A good poem stays with you, goes on breeding questions, new responses, on a second or third reading, and again when you come back to it years later
And there can be more than one species of good. I’ve just come back from being alongside nine other good writers on the TS Eliot prize shortlist. After the announcement, I saw more than one poet, and their friends and backers, sincerely uncomprehending about how the winner could have won while lacking a list of the qualities their own work patently had. And they weren’t wrong; it’s just that there were several, not directly comparable, species of right. For the judges in a game of top-class chalk and excellent cheese, the final choice will be which of the many criteria for ‘best’ will have the casting vote.
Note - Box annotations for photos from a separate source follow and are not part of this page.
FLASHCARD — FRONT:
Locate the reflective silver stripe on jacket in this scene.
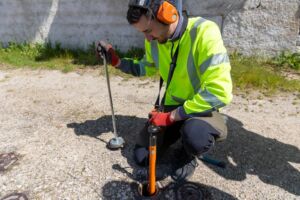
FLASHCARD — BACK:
[151,40,159,68]
[200,53,229,74]
[199,89,225,108]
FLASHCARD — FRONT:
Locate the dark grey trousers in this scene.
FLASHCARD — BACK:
[134,111,227,165]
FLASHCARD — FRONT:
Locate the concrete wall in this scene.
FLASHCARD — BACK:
[0,0,300,55]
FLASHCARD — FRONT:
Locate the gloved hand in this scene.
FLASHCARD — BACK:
[95,41,121,67]
[149,111,175,126]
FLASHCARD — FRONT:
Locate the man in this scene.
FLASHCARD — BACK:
[97,0,232,181]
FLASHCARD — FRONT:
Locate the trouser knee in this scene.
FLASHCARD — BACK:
[181,118,219,156]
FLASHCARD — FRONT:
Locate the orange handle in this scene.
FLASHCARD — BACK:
[148,146,156,195]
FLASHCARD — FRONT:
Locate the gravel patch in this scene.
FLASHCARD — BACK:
[0,70,300,200]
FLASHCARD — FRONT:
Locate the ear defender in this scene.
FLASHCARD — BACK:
[156,1,178,24]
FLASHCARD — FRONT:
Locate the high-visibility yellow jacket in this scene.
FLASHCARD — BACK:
[120,17,232,119]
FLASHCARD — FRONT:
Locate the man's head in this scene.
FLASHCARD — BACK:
[127,0,179,43]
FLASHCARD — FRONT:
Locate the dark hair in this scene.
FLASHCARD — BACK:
[127,6,148,24]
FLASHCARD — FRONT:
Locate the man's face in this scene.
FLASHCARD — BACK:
[133,15,168,43]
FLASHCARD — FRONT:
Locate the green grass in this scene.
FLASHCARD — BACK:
[230,54,300,94]
[0,43,300,94]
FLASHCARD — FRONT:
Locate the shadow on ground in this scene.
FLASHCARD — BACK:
[67,115,300,195]
[209,116,300,196]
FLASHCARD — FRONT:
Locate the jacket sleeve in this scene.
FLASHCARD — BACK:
[119,41,156,76]
[178,21,232,119]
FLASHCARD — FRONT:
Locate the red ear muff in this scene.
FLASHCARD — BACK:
[156,1,178,24]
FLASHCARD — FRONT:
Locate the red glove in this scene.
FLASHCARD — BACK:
[96,41,121,67]
[149,111,175,126]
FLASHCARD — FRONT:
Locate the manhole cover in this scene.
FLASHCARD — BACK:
[176,183,208,200]
[0,152,18,172]
[1,193,28,200]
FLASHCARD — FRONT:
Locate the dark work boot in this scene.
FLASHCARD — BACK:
[171,150,198,182]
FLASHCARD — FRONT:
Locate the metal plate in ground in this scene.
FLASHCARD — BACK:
[1,193,28,200]
[0,152,18,172]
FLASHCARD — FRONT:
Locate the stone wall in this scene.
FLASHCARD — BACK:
[0,0,300,55]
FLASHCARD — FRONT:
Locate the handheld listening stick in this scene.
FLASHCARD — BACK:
[148,125,160,196]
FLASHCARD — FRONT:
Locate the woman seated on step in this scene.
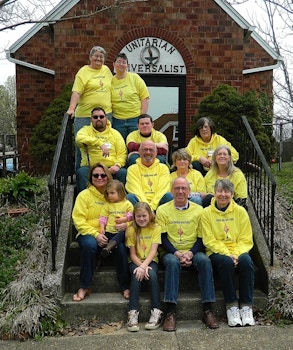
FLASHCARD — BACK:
[72,163,130,301]
[203,145,247,209]
[201,179,255,327]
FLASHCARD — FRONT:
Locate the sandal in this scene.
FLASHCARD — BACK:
[72,288,92,301]
[121,289,130,300]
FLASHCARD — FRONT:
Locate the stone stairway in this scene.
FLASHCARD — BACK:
[61,220,267,323]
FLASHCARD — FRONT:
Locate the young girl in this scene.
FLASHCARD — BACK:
[126,202,163,332]
[99,180,133,299]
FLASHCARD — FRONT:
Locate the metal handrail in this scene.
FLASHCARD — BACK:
[48,113,74,271]
[237,116,276,265]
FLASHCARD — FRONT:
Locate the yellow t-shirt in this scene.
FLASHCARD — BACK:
[156,201,203,252]
[72,65,113,117]
[100,199,133,234]
[111,72,150,119]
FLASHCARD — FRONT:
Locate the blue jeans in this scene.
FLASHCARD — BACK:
[128,261,161,310]
[76,166,127,193]
[210,253,254,304]
[126,153,167,168]
[103,231,130,291]
[112,116,138,141]
[77,234,129,291]
[126,192,173,211]
[162,252,216,304]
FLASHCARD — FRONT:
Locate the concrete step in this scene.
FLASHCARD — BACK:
[65,260,260,293]
[61,290,267,323]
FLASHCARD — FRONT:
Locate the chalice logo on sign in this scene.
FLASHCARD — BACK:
[140,45,160,66]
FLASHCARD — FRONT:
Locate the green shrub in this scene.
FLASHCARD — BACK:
[0,212,39,290]
[29,84,72,162]
[0,171,42,203]
[191,85,275,160]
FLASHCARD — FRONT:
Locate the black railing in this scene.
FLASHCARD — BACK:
[0,135,18,177]
[235,116,276,265]
[48,113,74,271]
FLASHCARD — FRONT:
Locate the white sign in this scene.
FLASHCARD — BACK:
[121,37,186,75]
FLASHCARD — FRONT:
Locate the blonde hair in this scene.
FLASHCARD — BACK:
[104,180,126,202]
[211,145,235,176]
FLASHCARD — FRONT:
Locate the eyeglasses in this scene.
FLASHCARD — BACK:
[92,174,107,179]
[115,61,127,65]
[92,55,105,60]
[92,114,105,119]
[173,186,189,192]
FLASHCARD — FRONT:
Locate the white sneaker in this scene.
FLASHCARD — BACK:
[227,306,242,327]
[240,306,255,326]
[127,310,139,332]
[144,309,163,329]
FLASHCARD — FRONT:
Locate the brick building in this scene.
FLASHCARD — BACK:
[7,0,279,169]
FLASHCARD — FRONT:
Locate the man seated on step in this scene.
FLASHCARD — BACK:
[75,107,127,193]
[125,140,172,212]
[126,114,169,167]
[156,177,219,332]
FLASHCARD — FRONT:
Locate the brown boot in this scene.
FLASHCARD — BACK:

Don’t mistake this for the kind of laisser faire that says we can’t make judgements – especially where it matters most, with one’s own work. I draft, redraft, reshape fairly restlessly – reaching around in the dark for the click of right-ness, one notch closer to the way it needs to be. Can I enunciate what kind of good I’m chasing? Maybe it’s better not to think I know too clearly. Better to be quieter, and feel for it, like the quiver in the dowser’s rod. And if in doubt, keep writing, and trust that the writing will tell you. I write because I know the writing knows better than me. I just have to listen to it well enough.